How Do Sicker Canadians With Chronic Disease Rate The Health Care System?

Lene Andersen from The Seated View is in this video!

Toronto, ON (December 12, 2011) – Today, the Health Council of Canada released results from the 2011 Commonwealth Fund International Health Policy Survey. The bulletin How Do Sicker Canadians with Chronic Disease Rate the Health Care System? compares experiences of sicker Canadians with chronic conditions to those of the general public.

Sicker Canadians report using more health care services than the general population. They are more likely to be hospitalized, have surgery, use emergency departments and take prescription medication compared to the general public. Most of this group is 50 years of age or older, but 34% are adults under the age of 50.

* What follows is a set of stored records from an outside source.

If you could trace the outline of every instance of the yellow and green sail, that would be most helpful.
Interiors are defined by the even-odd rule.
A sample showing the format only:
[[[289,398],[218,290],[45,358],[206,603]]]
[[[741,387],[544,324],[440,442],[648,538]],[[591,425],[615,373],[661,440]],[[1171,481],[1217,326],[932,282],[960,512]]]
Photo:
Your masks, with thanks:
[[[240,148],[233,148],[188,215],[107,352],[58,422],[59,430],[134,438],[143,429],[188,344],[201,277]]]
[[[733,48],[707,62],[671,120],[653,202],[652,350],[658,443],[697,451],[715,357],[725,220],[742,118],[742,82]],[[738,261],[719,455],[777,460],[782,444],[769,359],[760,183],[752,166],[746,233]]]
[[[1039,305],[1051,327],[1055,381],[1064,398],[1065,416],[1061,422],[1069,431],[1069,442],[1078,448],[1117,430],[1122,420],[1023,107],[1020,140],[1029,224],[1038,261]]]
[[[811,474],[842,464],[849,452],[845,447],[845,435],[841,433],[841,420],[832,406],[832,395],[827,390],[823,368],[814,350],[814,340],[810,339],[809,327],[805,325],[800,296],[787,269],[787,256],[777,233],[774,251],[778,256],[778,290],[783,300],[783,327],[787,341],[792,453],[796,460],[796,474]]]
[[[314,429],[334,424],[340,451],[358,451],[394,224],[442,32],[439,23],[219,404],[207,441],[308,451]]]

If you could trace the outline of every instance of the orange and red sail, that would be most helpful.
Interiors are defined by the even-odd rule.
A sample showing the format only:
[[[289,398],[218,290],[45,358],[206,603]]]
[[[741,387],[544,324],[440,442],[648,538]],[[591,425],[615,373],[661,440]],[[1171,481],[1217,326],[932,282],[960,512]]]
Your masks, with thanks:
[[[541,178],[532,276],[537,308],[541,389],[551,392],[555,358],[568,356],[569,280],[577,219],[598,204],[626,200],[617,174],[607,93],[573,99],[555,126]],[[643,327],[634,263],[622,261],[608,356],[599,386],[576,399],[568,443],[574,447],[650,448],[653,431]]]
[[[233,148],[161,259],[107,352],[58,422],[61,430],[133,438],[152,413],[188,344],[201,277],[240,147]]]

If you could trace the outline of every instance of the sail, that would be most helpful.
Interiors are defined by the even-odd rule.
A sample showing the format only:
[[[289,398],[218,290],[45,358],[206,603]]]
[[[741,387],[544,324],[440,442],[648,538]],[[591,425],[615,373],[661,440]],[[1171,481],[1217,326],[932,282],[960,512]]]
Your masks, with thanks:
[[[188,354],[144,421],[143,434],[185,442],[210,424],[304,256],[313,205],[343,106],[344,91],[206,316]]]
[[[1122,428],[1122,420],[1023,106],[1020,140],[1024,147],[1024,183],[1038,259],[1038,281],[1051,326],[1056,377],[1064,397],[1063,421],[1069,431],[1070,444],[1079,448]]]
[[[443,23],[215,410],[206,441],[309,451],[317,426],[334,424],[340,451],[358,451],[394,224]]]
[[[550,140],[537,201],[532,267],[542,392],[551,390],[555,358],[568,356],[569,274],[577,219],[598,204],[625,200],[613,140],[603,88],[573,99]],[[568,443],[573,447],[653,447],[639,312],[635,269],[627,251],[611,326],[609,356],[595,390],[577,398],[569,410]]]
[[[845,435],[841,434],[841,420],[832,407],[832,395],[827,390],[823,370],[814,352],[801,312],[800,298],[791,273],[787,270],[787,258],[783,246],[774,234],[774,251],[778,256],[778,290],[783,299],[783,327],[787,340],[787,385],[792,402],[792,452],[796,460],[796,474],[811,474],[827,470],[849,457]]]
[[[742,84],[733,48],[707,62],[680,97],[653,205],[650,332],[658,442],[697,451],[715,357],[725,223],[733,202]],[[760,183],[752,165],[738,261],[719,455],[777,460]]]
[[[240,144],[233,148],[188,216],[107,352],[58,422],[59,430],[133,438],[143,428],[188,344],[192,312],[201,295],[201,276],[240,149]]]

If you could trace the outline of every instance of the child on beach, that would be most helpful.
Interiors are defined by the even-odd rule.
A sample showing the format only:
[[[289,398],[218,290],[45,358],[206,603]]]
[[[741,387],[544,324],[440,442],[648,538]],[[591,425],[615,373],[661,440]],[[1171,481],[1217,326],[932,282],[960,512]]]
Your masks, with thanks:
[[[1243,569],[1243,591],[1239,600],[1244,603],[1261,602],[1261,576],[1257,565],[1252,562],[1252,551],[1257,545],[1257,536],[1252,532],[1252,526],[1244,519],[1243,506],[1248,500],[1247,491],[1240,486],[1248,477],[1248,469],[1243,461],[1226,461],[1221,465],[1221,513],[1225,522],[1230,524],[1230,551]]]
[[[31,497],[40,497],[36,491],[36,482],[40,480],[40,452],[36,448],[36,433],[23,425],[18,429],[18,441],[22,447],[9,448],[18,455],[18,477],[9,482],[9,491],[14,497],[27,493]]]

Along with being more frequent users of the health care system, sicker Canadians report experiencing considerable barriers to accessing the health care they need. Cost being one of the major barriers. Almost a quarter (23%), said they skipped a dose of medication or did not fill a prescription due to cost, compared to just 10% of the general population. This is a significant number since 90% of sicker Canadians take at least one prescription drug, and 54% take four or more. In addition, one in eight (12%) respondents have skipped a recommended test of follow up treatment due to cost concerns, compared to just 5% of the general population.

Read More: http://www.healthcouncilcanada.ca/commonwealth6

2 Comments
2 comments
  1. Joie says:

    Affording prescription drugs is also a problem for many in the United States. From a Kaiser Family Foundation report:

    “An April 2009 survey found that uninsured nonelderly (ages 18-64) are more than twice as likely as insured nonelderly adults to say that they or a family member did not fill a prescription (45% vs. 22%) or cut pills or skipped doses of medicine (38% vs 18%) in the past year because of the cost.(25)

    Among nonelderly adults in 2008, 27% of the uninsured could not afford a prescription drug in the past 12 months, compared to 13% of those with Medicaid or other public coverage, and 5% of those with employer or other private coverage.(26)

    A September 2009 survey found that during the past 12 months, 26% of American adults did not fill a prescription, and 21% cut pills in half or skipped doses of medicine, because of cost.(27)”

    http://www.kff.org/rxdrugs/upload/3057-08.pdf

    Even the insured have difficulty in affording biologics to treat RA. If their drug benefit classifies the biologic as a Tier IV drug, then the co-insurance, cost to patient, can be several hundred dollars a month. And, some insurance plans do not cover expensive biologics at all. There are however patient assistance drug programs to help some of these people.

    Those on Medicare may also have difficulty affording injectible biologics since they are covered under Medicare Part D. In Part D’s gap in coverage (the donut hole), the patient has to pay 50% of the full cost of the brand biologic (prior to the Affordable Care Act, patients had to pay 100% of the cost of a brand biologic while in the donut hole.) Enbrel costs about $1,500 a month, so a Medicare patient’s out-of-pocket cost could be $750 a month until they climbed out of the donut hole.

    Biologics to treat RA are expensive drugs – but there was some hope in that some of them would be going off patent in the next few years. Enbrel’s patent was to expire in 2012, but there’s been an extension of its patent that could extend its price protection for another 17 years.